Quel che non solo lo stalinismo, ma anche tutte le tendenze democratiche antistaliniste (anarchiche, trotskiste, maoiste, guevariste ecc.), non compresero e non vollero accettare è il fatto che il fascismo rappresentava, prima di tutto sul piano politico e poi su quello economico e sociale, esattamente la forma apertamente dichiarata del potere dittatoriale della classe borghese dominante, cioè quell’ultimo stadio dello sviluppo del capitalismo che Lenin definì imperialismo. Lo stadio dei grandi monopoli, della massima concentrazione economica e finanziaria e, conseguentemente, della centralizzazione politica rappresentata dallo Stato, anche se questo Stato – per ragioni di propaganda ideologica e di giustificazione della seconda guerra imperialista mondiale – si presentava, e si presenta, con le forme della democrazia, dell’elezionismo e del parlamentarismo, quando in realtà tutte le grandi decisioni politiche, economiche e sociali vengono prese al di fuori del parlamento e, spesso, al di sopra dei governanti in carica.

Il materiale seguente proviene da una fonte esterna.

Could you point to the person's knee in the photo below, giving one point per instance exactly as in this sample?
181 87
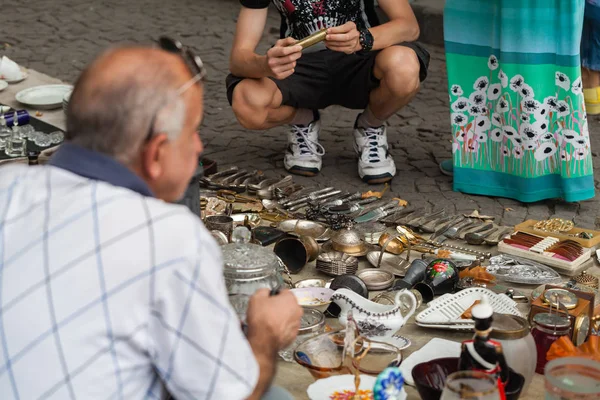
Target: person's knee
401 71
250 103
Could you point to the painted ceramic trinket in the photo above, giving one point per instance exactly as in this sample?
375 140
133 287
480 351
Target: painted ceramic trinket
375 320
389 385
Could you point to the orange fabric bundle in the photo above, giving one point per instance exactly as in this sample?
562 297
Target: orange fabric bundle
564 347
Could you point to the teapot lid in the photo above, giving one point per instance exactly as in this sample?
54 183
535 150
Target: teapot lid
248 257
508 326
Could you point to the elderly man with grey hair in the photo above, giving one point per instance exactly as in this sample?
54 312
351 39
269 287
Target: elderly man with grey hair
107 289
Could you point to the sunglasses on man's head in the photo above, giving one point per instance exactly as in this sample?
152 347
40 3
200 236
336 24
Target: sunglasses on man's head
193 62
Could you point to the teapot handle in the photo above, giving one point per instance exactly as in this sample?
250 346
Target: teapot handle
403 294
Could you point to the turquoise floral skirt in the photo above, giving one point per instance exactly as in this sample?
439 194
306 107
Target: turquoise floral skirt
519 126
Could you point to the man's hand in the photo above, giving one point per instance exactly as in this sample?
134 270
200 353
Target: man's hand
273 319
281 58
344 38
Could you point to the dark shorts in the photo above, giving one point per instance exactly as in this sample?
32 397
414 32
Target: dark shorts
325 78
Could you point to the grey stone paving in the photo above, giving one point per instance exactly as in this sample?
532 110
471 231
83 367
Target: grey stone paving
60 37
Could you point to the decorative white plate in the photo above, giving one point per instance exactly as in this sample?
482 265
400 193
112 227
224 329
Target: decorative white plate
435 348
45 97
323 389
24 75
446 310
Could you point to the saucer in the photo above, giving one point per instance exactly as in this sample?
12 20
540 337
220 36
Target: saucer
365 248
24 75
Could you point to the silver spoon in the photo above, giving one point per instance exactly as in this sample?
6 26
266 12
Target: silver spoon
494 239
478 238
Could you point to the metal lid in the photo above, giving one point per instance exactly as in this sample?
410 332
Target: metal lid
565 297
347 237
552 321
376 279
509 327
312 321
248 258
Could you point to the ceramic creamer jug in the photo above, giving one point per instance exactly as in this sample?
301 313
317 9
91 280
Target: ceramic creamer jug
373 319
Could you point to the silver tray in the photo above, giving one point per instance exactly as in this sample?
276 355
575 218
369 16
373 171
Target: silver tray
515 269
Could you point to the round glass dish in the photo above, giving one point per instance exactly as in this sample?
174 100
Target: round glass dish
311 325
571 378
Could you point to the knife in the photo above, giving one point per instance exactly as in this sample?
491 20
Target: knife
448 225
378 213
407 214
426 218
344 199
299 205
352 207
310 196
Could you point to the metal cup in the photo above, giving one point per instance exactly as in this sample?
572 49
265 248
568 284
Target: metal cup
221 223
296 252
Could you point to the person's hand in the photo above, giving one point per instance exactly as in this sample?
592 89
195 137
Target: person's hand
343 38
274 320
281 58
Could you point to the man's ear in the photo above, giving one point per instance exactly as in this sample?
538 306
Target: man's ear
153 156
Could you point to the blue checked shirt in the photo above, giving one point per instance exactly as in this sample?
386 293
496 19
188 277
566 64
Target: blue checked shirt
109 293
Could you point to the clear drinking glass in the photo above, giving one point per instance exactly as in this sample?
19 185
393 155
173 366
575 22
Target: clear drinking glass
16 145
572 378
471 385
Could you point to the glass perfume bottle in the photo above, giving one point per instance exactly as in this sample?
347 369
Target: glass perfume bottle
5 132
482 353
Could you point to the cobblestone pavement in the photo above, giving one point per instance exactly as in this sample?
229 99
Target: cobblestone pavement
59 39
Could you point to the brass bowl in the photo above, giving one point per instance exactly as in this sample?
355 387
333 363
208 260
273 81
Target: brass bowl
396 246
348 241
355 251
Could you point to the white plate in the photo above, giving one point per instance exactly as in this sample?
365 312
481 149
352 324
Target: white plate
324 388
45 97
24 75
446 310
435 348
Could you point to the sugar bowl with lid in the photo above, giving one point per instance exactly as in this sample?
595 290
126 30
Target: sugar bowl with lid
247 268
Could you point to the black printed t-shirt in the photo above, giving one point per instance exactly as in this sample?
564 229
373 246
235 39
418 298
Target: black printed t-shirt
301 18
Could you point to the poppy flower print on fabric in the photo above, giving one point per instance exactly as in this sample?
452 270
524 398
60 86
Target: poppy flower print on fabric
502 126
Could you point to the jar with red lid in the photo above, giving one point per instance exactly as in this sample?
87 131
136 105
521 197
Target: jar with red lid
547 329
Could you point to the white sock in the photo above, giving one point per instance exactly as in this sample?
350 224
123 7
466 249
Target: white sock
368 120
303 116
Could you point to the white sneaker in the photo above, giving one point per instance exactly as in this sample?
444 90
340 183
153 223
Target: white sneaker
303 155
375 164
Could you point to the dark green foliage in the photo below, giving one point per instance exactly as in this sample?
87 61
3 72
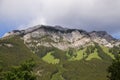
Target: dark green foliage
102 54
115 50
85 70
22 72
114 69
72 52
59 54
16 54
43 51
90 49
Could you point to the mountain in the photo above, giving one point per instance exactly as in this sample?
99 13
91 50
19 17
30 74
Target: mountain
60 52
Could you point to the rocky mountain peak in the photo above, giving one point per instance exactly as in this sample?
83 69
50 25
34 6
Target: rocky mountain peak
62 38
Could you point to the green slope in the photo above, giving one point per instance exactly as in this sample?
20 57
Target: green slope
89 63
15 54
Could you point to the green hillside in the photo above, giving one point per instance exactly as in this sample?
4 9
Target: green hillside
87 63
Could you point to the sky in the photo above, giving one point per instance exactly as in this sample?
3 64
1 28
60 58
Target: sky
89 15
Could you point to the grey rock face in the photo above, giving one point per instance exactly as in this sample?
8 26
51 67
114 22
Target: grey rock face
63 38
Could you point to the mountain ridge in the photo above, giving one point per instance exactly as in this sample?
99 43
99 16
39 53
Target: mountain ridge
76 37
60 52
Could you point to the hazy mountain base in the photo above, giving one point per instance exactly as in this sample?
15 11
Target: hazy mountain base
70 64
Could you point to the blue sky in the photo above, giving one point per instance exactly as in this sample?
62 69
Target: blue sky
100 15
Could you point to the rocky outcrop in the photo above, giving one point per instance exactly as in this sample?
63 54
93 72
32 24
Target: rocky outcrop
63 38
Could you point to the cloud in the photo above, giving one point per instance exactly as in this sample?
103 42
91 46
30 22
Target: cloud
83 14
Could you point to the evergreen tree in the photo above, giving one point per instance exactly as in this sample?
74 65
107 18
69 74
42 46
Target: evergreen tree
114 69
22 72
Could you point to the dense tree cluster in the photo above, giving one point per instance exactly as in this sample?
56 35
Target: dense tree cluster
22 72
114 69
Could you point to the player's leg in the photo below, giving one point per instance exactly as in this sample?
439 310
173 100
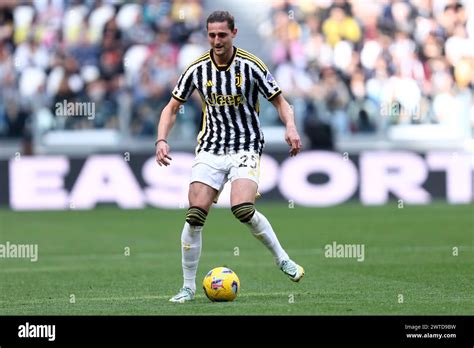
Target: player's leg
243 192
206 181
200 200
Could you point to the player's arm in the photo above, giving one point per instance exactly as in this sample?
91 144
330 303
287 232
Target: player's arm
167 120
287 117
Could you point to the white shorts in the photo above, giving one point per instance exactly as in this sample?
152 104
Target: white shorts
216 170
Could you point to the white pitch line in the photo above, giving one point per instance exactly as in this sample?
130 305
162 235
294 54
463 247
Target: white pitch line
138 298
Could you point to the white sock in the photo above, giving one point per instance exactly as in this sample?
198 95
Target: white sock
263 231
190 252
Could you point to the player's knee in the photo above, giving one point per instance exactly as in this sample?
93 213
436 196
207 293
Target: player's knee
244 211
196 216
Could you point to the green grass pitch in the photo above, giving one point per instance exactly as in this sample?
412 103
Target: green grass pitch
409 266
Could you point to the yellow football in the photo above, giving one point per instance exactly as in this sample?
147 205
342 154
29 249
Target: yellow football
221 284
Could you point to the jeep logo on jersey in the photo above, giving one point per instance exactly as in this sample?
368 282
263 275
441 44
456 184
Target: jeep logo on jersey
221 100
238 80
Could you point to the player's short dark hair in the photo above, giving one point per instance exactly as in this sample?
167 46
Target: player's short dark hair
221 16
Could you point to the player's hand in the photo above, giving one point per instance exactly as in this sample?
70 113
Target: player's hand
162 154
292 138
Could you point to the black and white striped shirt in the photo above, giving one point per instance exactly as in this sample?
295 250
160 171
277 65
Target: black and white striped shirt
229 93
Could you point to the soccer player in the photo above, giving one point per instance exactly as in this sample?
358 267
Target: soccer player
230 142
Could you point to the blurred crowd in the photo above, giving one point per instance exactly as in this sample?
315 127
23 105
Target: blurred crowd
124 57
347 67
362 66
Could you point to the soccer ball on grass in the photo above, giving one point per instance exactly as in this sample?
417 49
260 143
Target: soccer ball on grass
221 284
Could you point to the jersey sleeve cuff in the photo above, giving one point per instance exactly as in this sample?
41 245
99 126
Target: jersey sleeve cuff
178 98
274 95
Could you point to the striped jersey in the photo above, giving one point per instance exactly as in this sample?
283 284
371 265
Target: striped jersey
230 106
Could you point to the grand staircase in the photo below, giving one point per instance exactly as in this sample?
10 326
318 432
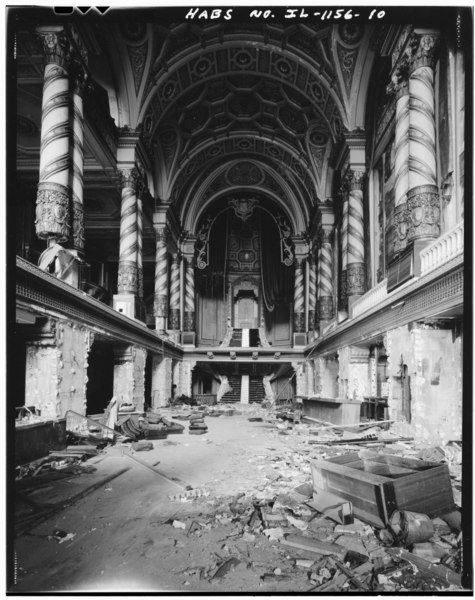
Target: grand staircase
236 337
256 389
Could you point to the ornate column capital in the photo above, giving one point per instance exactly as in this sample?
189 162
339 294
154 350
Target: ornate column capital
353 180
399 85
56 45
422 49
128 178
325 235
161 234
81 83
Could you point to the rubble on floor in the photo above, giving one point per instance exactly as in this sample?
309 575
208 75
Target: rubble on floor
326 543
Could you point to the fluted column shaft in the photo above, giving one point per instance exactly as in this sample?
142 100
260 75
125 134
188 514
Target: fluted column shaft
312 292
140 241
355 284
52 204
325 275
299 298
189 317
127 276
160 307
174 310
401 158
423 196
77 183
344 254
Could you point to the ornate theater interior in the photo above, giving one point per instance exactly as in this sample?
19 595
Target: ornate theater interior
237 207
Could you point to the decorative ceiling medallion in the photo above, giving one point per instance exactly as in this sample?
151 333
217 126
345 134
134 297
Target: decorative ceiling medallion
202 67
169 90
350 33
244 207
242 59
284 67
244 173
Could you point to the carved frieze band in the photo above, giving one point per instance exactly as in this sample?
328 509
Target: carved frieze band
52 211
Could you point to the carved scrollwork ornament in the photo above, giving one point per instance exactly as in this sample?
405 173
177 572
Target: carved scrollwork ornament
160 305
355 279
52 211
161 235
354 180
127 277
422 50
56 47
78 225
325 308
128 178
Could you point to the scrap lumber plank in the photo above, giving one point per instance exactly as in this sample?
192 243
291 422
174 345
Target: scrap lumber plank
156 471
313 545
23 525
437 570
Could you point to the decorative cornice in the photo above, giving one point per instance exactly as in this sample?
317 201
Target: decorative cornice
38 288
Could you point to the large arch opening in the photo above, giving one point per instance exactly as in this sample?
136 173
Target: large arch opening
245 272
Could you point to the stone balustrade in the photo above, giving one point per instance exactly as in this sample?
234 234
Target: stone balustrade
445 248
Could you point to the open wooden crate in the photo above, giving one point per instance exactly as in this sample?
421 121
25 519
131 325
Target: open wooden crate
383 483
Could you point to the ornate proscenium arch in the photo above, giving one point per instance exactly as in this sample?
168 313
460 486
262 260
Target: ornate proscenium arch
243 208
238 175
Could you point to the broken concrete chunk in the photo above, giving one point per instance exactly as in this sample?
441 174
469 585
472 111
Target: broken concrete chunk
314 545
179 525
231 563
274 533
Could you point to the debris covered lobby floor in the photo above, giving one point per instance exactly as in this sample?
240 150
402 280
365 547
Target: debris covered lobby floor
218 513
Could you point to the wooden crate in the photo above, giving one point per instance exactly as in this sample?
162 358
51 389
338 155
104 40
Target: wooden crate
379 485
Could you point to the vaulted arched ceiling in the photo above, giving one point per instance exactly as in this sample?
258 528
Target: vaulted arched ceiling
206 93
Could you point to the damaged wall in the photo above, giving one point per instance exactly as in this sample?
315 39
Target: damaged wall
353 373
326 377
60 350
161 381
129 375
432 358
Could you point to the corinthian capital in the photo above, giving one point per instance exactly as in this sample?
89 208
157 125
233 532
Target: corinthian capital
128 178
353 180
422 49
55 44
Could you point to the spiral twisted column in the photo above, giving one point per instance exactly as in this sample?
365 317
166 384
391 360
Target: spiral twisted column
299 297
399 86
423 197
174 310
127 277
355 275
343 298
77 184
53 196
325 275
312 292
189 316
140 193
160 306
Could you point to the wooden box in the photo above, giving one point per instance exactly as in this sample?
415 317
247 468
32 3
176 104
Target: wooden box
333 410
379 485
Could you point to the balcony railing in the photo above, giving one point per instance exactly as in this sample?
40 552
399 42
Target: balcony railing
443 249
372 298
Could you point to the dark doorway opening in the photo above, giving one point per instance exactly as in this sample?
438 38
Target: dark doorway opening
100 375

In realtà, le democrazie post-fasciste non hanno nulla in comune con la democrazia liberale del primi del Novecento; in questo senso la guerra per ripristinare la democrazia contro il fascismo non ha raggiunto il suo obiettivo, poiché il fascismo è stato sì vinto militarmente, ma politicamente e socialmente ha stravinto perché la politica fondante delle democrazie post-fasciste è quella della collaborazione di classe istituzionalizzata, quella che soltanto un potere politico altamente centralizzato può applicare. L’imperialismo, perciò, non è soltanto concentrazione economica e finanziaria, esprimendo in questo modo il massimo di potere attraverso i monopoli, i trust, i cartelli internazionali; è allo stesso tempo il controllo politico e sociale delle masse proletarie, con relativa repressione dei gruppi o strati “incontrollati” o “incontrollabili”, e tale controllo non può essere esercitato se non da un potere politico estremamente centralizzato. Le istituzioni democratiche non sono, quindi, che l’«ufficio pubblicità» del potere totalitario non solo del capitale in genere, ma soprattutto del grande capitale, quello stesso grande capitale che ha sostenuto, foraggiato e investito di potere governativo il fascismo di ieri, salvo eliminarlo nel momento in cui il mantenimento del potere da parte della classe borghese richiedeva un coinvolgimento diretto delle grandi masse proletarie, prima per mobilitarle sui fronti della guerra, poi su quelli della ricostruzione e della espansione rinnovata del capitalismo. L’inganno democratico continua a nascondere il vero volto del totalitarismo borghese, finché il cumulo delle contraddizioni e delle crisi di questa società non farà esplodere il tappo che trattiene il magma vulcanico rappresentato da uno sviluppo delle forze produttive non più limitabile: sarà, nuovamente, l’ora della grande alternativa storica, o guerra imperialista o rivoluzione proletaria. Non sarà più l’ottobre fascista, sarà l’Ottobre rosso e rivoluzionario.

 


 

(1) Cfr. Rapporto sul fascismo, IV Congresso dell’I.C. XII seduta, 16 novembre 1922. In Amadeo Bordiga, Scritti 1911-1926, vol. 7, FAB, Formia 2017, p. 526.

(2) Ibidem, p. 527.

(3) Cfr. A. Bordiga, Il movimento dannunziano, “Prometeo”, nn. 1 e 2, gennaio e febbraio 1924. Ripubblicato da Edizioni il comunista, novembre 2020, Il movimento dannunziano (Fiume, il fascismo e il proletariato), in www.pcint.org.

(4) Cfr. Proletari senza rivoluzione, di Renzo del Carria, Savelli, vol. IV (1922-1948), Roma 1975, pp. 24-25.

(5) Cfr. Rapporto sul fascismo, cit., p. 533.